Indian public sector banks (PSBs) will require a capital infusion of Rs 1.2 lakh crore by 2020, in view of the heavy losses reflected in their balance sheets in 2015-16, global credit rating agency Moody’s Investors Service said in a report on Friday.
This is far higher than the additional Rs 45,000 crore capital infusion planned by the government by 2018-19.
“After the release of their results for FY2016, our analysis suggests capital requirements of about Rs 1.2 lakh crore for the 11 rated PSBs, far higher than the remaining Rs 45,000 crore included in the government’s budget for capital distribution to the banks until 2020,” Moody’s Investors Service said in its report titled “Weak Financial Performance Highlights Banks’ High External Capital Needs”.
The agency said the capitalisation profile of the PSBs will further deteriorate lest the government provides additional capital support.
The government in the budget allocated Rs 25,000 crore for capitalisation of banks during the current fiscal.
The government has in total planned a capital infusion of Rs 70,000 crore till 2018-19, out of which it has already spent Rs 25,000 by March 2016. Apart from the Rs 25,000 crore in the current fiscal, it has planned to spend Rs 10,000 crore each in 2017-18 and 2018-19.
“If additional capital is required by these banks, we will find the resources for doing so. We stand solidly behind these banks,” Finance Minister Arun Jaitley had said in this year’s budget speech.

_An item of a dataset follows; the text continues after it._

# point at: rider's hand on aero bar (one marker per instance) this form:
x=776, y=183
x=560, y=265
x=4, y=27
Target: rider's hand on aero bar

The Moody’s report said the banks’ asset quality is expected to remain under pressure over the next 12 months on account of bad loans to steel and power sector.
As a result, the elevated provisioning expenses will continue to constrain profitability and limit internal capital generation, the report said.
The PSBs suffered suffered losses of Rs 18,000 crore in 2015-16 because of high non-performing assets (NPAs).
Most bank shares are trading below book value, which constrains their ability to use public offerings to raise capital, the report said.
The asset quality review mandated by the Reserve Bank of India in the second half of the fiscal year 2015-16, in an effort to clean up the banks’ balance sheets, has adversely affected their profitability.
Nevertheless, the banks also reported improved capital levels on the back of new RBI rules that have broadened their capital base. The rules, amended in March 2016, allow them to recognise revaluation reserves, deferred tax assets, and foreign currency reserves as common equity tier 1 capital, in turn, resulting in a one-off boost to capital levels.